Aus den (inter-)nationalen Geheimdiensten müssen und können tatsächliche „Nachrichtendienste" werden, die auf geheimdienstliche Aktivitäten ( Geheimagenten, V-Leute, Internet-oder Telekommunikations-Hacker , Eingriffe in die Privatsphäre und Wirtschaftsspionage ) verzichten.
Dies würde auch zu erheblichen Mitteleinsparungen führen.
Konkret könnten die Personalausgaben für die dt. Geheimdienste von ca. 2 Mrd Euro halbiert werden , wenn auf grundrechtseinschränkende geheimdienstliche Maßnahmen regional und global verzichtet würde.
Das neue BND-Gebäude in Berlin könnte neben erlaubter und offener, legaler Nachrichtensammlung als internationales Wohnheim für Studenten und Flüchtlinge genutzt werden. Dadurch würde die Wohnungsnot in Berlin vermindert,
Geheimdienstaktivitäten belasten die internationalen Beziehungen , sind im jeweils anderen Land rechtswidrig und gefährden ständig den Frieden.
Geheimdienste profitieren von terroristischen Aktivitäten, weil ihnen diese als Argument für mehr finanzielle Mittel und Macht der Geheimdienste dienen.
Daher gibt es viele Beispiele für die Symbiose von Geheimdiensten und Terrorismus ( RAF, Stasi,München,Bologna,Irak, 9/11, AbuGraib, ISIS...)
Sehr häufig werden terroristische Gruppen von Geheimdiensten initiiert und versorgt.
Der Kampf gegen terroristische Aktivitäten würde durch die Unterdrückung und Ächtung geheimdienstlicher Aktivitäten gewinnbar werden.

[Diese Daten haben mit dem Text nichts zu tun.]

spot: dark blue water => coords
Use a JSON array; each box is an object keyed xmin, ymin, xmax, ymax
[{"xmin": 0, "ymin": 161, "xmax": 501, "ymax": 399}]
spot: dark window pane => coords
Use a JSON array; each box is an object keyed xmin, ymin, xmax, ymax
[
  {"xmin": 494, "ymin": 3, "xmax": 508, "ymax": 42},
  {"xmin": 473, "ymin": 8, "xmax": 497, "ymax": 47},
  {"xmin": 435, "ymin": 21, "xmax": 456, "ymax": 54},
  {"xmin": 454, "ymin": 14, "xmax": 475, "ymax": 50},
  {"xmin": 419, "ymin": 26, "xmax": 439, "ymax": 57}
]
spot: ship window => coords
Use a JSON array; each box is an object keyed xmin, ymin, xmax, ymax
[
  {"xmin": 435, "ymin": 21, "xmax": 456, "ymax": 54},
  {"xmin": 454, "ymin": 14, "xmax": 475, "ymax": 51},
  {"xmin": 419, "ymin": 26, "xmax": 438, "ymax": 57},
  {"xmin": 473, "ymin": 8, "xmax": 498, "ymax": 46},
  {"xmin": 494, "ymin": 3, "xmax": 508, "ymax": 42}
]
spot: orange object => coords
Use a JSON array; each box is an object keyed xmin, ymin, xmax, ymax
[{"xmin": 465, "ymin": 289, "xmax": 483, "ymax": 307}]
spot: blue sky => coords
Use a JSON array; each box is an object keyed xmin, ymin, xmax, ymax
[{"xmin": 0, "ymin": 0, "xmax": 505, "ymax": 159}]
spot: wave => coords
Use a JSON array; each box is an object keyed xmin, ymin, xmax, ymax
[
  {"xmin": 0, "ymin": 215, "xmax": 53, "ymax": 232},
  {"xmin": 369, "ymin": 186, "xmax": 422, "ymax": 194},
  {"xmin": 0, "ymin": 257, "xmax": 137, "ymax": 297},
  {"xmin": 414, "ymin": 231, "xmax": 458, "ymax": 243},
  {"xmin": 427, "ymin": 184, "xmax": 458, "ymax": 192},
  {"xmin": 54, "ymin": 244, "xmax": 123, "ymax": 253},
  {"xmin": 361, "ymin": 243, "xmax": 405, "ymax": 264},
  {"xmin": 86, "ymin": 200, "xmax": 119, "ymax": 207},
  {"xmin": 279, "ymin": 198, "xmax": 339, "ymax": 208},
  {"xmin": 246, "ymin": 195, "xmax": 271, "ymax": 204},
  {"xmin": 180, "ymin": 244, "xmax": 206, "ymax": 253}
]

Die Benutzung offener, weltweiter und innerstaatlicher Informationen sowie rechtsstaatlicher Polizeiarbeit in Verbindung mit fairer internationaler Handels- und Menschenrechtspolitik kann und wird den Terrorismus marginalisieren.
Der derzeitige weltweite Eingriff in die Lebens- und Menschenrechte erzeugt als Gegenreaktion Terrorismus.
Geheimdienstliche Aktivitäten sind daher bewusst kontraproduktiv, um imperialistischer Politik zu dienen.
Geheimdienstliche Aktivitäten sind nicht nur kontraproduktiv, menschenrechts- und friedensgefährdent, sondern sie werden auch zunehmend zu einem finanziellen und antidemokratischen Belastungsfaktor (NSA)
Die Überwachung von Merkels Handy ist nur die Spitze des geheimdienstlichen Eisbergs.
Es wurde klar, dass auch die Wirtschaft, Beamtenschaft, Presse und die Parlamentarier flächendeckend überwacht und gesteuert werden können.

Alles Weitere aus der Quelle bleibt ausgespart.